So important, it's drawn millions in outside money and some of the biggest political stars in the country, including former President Bill Clinton who hit the campaign trail Friday for Tom Barrett, the Democratic mayor of Milwaukee who is hoping to unseat Scott Walker.

PRESIDENT BILL CLINTON: If you don't show up and vote, will say, see, we got them now. We're finally going to break every union in America. We're going to break every government in America. We're going to stop worrying about the middle class. We don't give a rip whether poor people get to work their way into it. We got our way now. We got it all. Divide and conquer works. You tell them no.

RAZ: And so how did this all start to unravel for Scott Walker? He was elected governor in 2010 on a promise to reign in spending. Well, here's Wisconsin Public Radio's Shawn Johnson with more.

SHAWN JOHNSON, BYLINE: People first started talking about the idea of a recall about a year and a half ago after Governor Scott Walker introduced his bill to curb public employee union bargaining rights. I remember in the first week of the massive protest that erupted here, you could hear chants of recall Walker.


UNIDENTIFIED GROUP: Recall Walker. Recall Walker.

JOHNSON: And back then, you know, it seemed sort of - and it was sort of fanciful to Democrats, but it slowly became a reality.

RAZ: And over the winter, Wisconsin organizers, backed by unions, gathered more than 900,000 signatures on petitions that would eventually trigger this Tuesday's election.

JOHNSON: And so here, we find ourselves in a very abbreviated campaign in the middle of summer and a campaign that everybody's watching.
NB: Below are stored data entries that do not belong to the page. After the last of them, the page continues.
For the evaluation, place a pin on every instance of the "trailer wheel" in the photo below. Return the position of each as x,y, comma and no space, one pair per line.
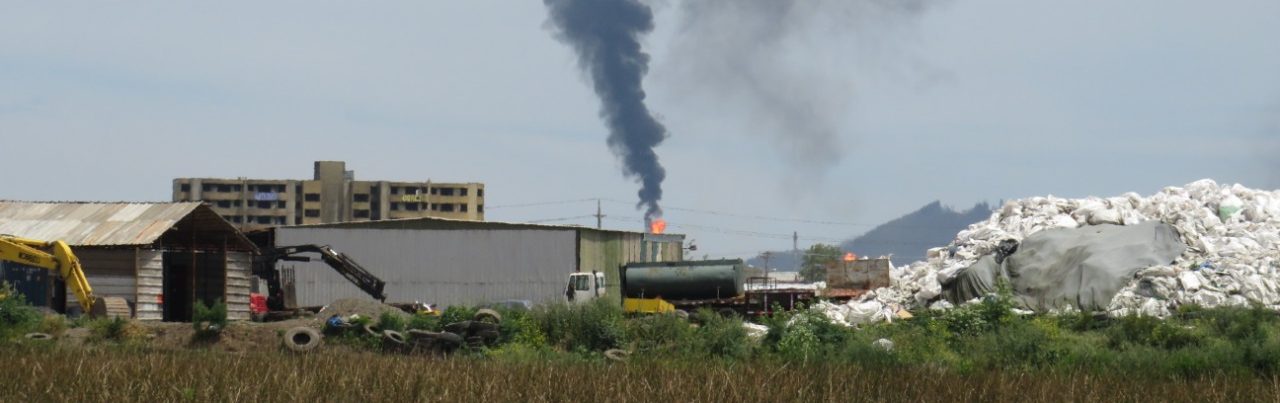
617,355
301,339
37,337
488,315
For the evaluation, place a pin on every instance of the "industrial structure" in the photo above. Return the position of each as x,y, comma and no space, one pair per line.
332,196
464,262
160,257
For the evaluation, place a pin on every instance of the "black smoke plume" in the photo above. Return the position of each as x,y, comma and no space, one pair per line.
606,35
781,65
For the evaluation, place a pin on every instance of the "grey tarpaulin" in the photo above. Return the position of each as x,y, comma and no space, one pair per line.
1083,268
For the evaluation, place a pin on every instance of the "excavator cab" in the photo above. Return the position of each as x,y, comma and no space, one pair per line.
584,287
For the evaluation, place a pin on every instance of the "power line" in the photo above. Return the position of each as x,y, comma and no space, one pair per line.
544,204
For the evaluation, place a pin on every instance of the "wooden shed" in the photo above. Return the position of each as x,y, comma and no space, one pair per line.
160,257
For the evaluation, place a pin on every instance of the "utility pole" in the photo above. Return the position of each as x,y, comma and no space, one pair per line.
795,248
598,215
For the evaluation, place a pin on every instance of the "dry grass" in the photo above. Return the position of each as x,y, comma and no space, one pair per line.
112,375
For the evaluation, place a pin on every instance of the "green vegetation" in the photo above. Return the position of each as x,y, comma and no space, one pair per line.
817,257
17,316
208,321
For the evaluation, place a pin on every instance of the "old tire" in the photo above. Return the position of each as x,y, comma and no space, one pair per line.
448,339
617,355
458,328
487,315
394,337
39,337
301,339
373,330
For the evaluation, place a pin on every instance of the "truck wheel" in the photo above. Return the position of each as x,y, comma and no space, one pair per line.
617,355
301,339
487,315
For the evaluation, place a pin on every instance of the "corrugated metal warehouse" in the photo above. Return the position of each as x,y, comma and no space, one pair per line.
465,262
160,257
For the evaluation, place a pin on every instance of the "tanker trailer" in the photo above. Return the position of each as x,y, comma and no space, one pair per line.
714,284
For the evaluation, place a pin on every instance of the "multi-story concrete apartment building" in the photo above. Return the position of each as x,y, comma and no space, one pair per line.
332,196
RAZ: Shawn, here's what I don't get. Scott Walker did campaign on the promise of closing a three-and-a-half-billion-dollar deficit, saying that he was going to ask public employees to, you know, to basically give up part of their pensions. I mean, he said what he was going to do, so why was there this recall effort almost immediately after he was inaugurated?

JOHNSON: He said he was going to balance the budget. He didn't provide a lot of details. He did say that he was going to look at pensions for public employees. He's been consistent on that, but he never talked about ending collective bargaining rights, and that was a shocker. And when he has described it to people candidly, he's referred to it as dropping the bomb.

RAZ: So many people in Wisconsin felt like they were duped. I mean, Walker basically came in and said, oh, by the way, we're going to end collective bargaining rights. And, sorry, but that's the way it's going to be. And a lot of people said, wait a minute. You didn't say you were going to do that.

JOHNSON: Yeah. Absolutely. I mean, it was introduced on a Friday afternoon, the governor wanted the legislature to move on it pretty quickly the next week. And it didn't work out that way. We had - our Senate Democrats left Wisconsin. That held up the vote in the Senate because they didn't have a quorum needed to pass it for a while. And the, you know, the place just went nuts. We had tens of thousands of people at regular rallies, people living in the capital for a few weeks. That didn't calm down for a while.

RAZ: Shawn, explain how much money has poured into this campaign.

JOHNSON: The dollar figures that were thrown around here are just astronomical in terms of Wisconsin's history. The old record for a governor's race in terms of money raised by a candidate was about $10 million, and that was set in 2010 by Governor Scott Walker. He's now raised $31 million in about a year and a half. You know, he just raised about $5 million in a month.

Raising money is not an issue for him right now, partly because when there's a recall going on under our laws, the incumbent doesn't have to abide by our usual campaign finance contribution limits. Tom Barrett, his Democratic challenger, does have to abide by those limits. People can't give him more than $10,000 a pop. And he's raised about $4 million in the cycle.

Normally, we'd be talking about that being record-setting pace, but he's getting killed in Wisconsin. He's getting killed on the airwaves because the governor has just destroyed all records.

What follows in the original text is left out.